Let me address the "why" part.
One of the reasons for a modern OS is to allow multiple programs (processes) to run at the same time on a system. If you want to do this safely, the following needs to happen:
You probably (unless you have special needs) don't want to divvy up the RAM in the system in a fixed fashion - e.g. 256MB fixed per process - limits you to 8 processes in a 2GB system. You'd like each process to be able to "ask" for memory and return it when it's done.
You also don't want to divvy up I/O devices in a fixed fashion among devices. Typically you want some or all the hardware, like memory to be a shared resource, or at least only temporarily exclusive to specific processes at specific times. This requires that all processes not try to do I/O on their own, but "go through" something to schedule and coordinate the I/O. The scheduling is important since most I/O is much slower than the CPU, so you can have the CPU do work for other processes while it is waiting on I/O even on a single-core system.
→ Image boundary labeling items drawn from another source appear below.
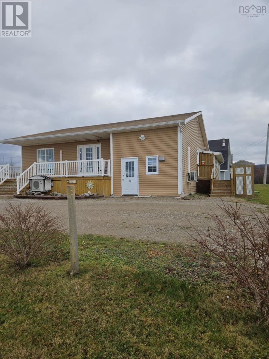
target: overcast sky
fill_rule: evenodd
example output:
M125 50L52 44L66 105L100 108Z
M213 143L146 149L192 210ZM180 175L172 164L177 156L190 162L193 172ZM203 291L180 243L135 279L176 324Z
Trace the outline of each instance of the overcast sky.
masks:
M202 111L208 139L236 153L269 122L269 3L255 1L267 13L241 15L248 0L33 0L32 37L0 38L0 138ZM264 163L265 146L234 160ZM20 149L0 157L19 163Z

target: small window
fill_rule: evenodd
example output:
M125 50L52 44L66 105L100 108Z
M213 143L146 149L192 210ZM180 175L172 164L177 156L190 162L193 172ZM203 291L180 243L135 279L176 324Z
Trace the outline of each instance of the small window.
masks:
M54 148L39 148L37 149L37 162L53 162Z
M159 156L147 156L146 157L146 174L158 174Z

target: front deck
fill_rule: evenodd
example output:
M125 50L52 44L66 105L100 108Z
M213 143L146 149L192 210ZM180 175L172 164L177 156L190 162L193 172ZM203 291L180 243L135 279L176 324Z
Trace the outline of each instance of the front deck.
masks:
M51 178L53 183L53 192L66 193L67 182L72 180L75 182L76 193L78 194L88 192L86 184L90 180L94 183L93 190L94 192L106 196L111 194L110 160L102 158L35 162L22 173L19 166L1 165L0 195L19 194L27 189L31 177L40 175ZM8 183L8 181L12 181L12 183L11 182Z

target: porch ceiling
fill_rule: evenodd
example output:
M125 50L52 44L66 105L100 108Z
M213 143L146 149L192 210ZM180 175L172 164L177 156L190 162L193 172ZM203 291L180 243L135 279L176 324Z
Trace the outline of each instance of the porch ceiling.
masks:
M36 136L18 137L0 140L0 143L7 143L19 146L31 146L35 145L49 144L64 142L81 141L88 140L99 140L110 138L110 133L119 132L128 132L131 131L142 131L161 127L170 127L178 126L179 121L170 121L169 122L156 124L148 124L143 126L133 126L123 128L110 129L107 130L99 130L83 132L59 134L50 135Z
M100 140L109 139L110 134L108 132L98 134L80 134L64 136L55 136L55 137L39 137L38 138L25 137L19 139L10 139L4 143L19 146L32 146L35 145L48 144L51 143L61 143L64 142L81 141L88 140Z

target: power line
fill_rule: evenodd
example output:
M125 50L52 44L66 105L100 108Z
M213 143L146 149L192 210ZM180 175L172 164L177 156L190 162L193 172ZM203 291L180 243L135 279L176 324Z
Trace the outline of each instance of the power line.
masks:
M244 147L244 148L242 148L242 149L241 150L240 150L240 151L237 151L237 152L236 153L234 153L233 154L233 155L235 156L235 155L237 155L238 153L239 153L239 152L241 152L241 151L243 151L243 150L244 150L245 148L247 148L247 147L249 147L250 146L251 146L251 145L253 145L254 143L256 143L256 142L258 142L258 141L260 141L260 140L261 140L262 139L264 138L265 137L266 137L266 135L265 136L263 136L263 137L261 137L261 138L259 138L258 140L257 140L256 141L254 141L254 142L253 142L252 143L251 143L250 145L249 145L248 146L247 146L246 147ZM261 142L262 142L262 141L261 141ZM257 143L257 144L258 145L258 144Z
M8 157L0 157L0 159L6 159L6 158L16 158L17 157L20 157L20 156L9 156Z
M265 136L265 137L266 137L266 136ZM261 138L262 138L263 137L262 137ZM237 152L236 153L235 155L240 154L241 153L242 153L243 152L245 152L246 151L247 151L248 150L250 150L251 148L252 148L252 147L254 147L254 146L256 146L257 145L259 145L259 144L261 143L261 142L263 142L264 141L265 141L266 139L266 138L264 139L263 140L262 140L261 141L260 141L260 142L258 142L258 143L256 143L255 145L253 145L253 146L251 146L251 147L249 147L248 148L246 148L245 150L241 150L241 151L240 151L239 152ZM234 156L235 155L233 155Z

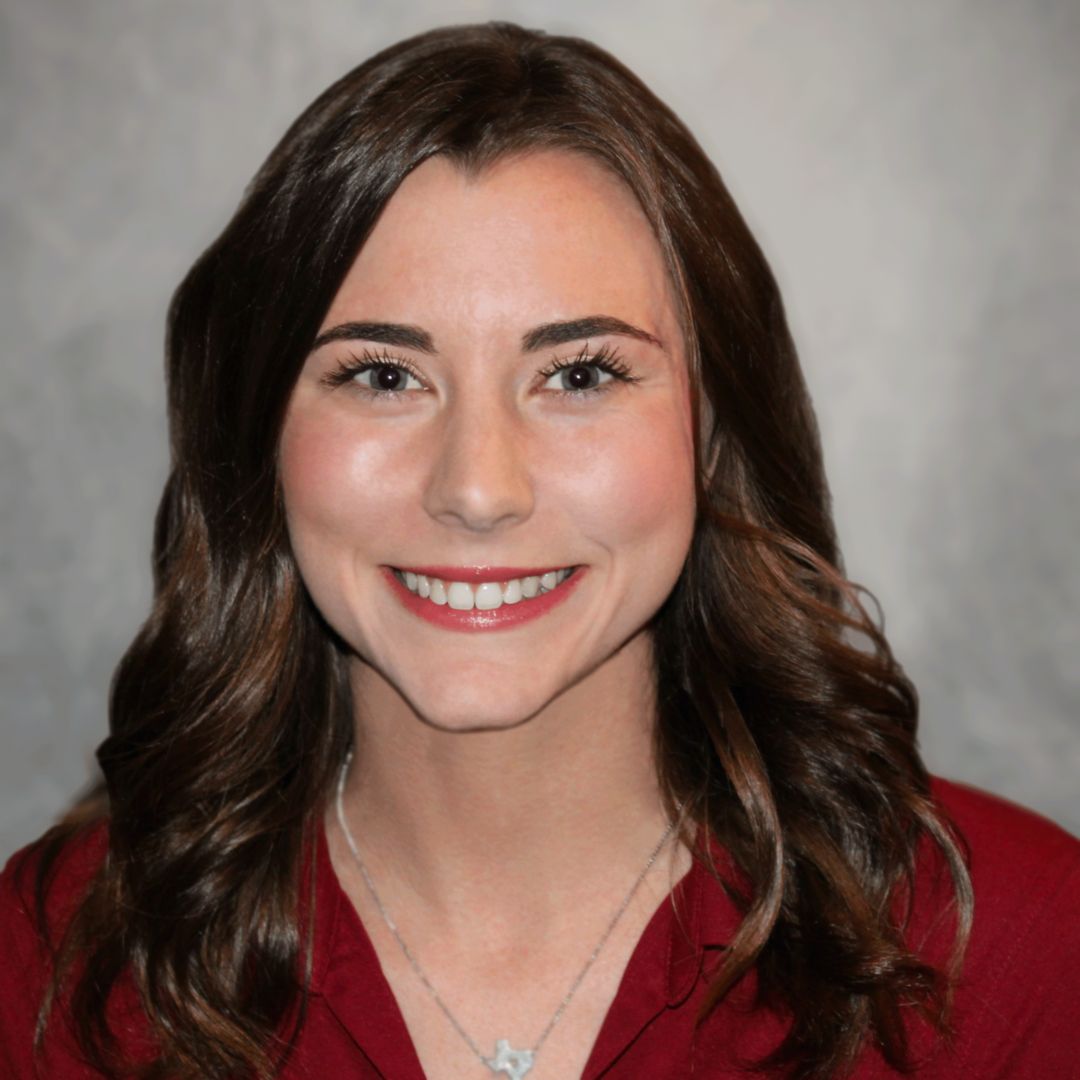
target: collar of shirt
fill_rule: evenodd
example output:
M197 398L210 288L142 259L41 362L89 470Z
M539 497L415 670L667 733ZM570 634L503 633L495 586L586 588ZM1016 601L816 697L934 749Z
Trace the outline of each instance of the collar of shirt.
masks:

To do the above right, one needs to take advantage of several CPU hardware features. One of these is the MMU, the other is protected mode. Could two OSes share these hardware features cooperatively to run two or more OSes?
Sure, but there is nothing in hardware able to stop one OS from stomping all over the other OSes memory. If the CPU is in kernel mode (it only has one kernel mode), any code can do anything. It's 100% possible for code from one OS to run over the code or data of the other OS. And we know operating systems have had vulnerabilities in the past and will have more in the future. So it's very bad for security.
Now, wouldn't it be cool if you could put another "layer" over this and have that needed hardware support for multiple OSes? That's exactly what the hardware virtualization features do, they put a hardware barrier between multiple running OSes, and there is a top-level "interface" for them called a hypervisor. You can only have one hypervisor. And yes, processes running under either OS must go through three layers to do I/O (process - local kernel - hypervisor)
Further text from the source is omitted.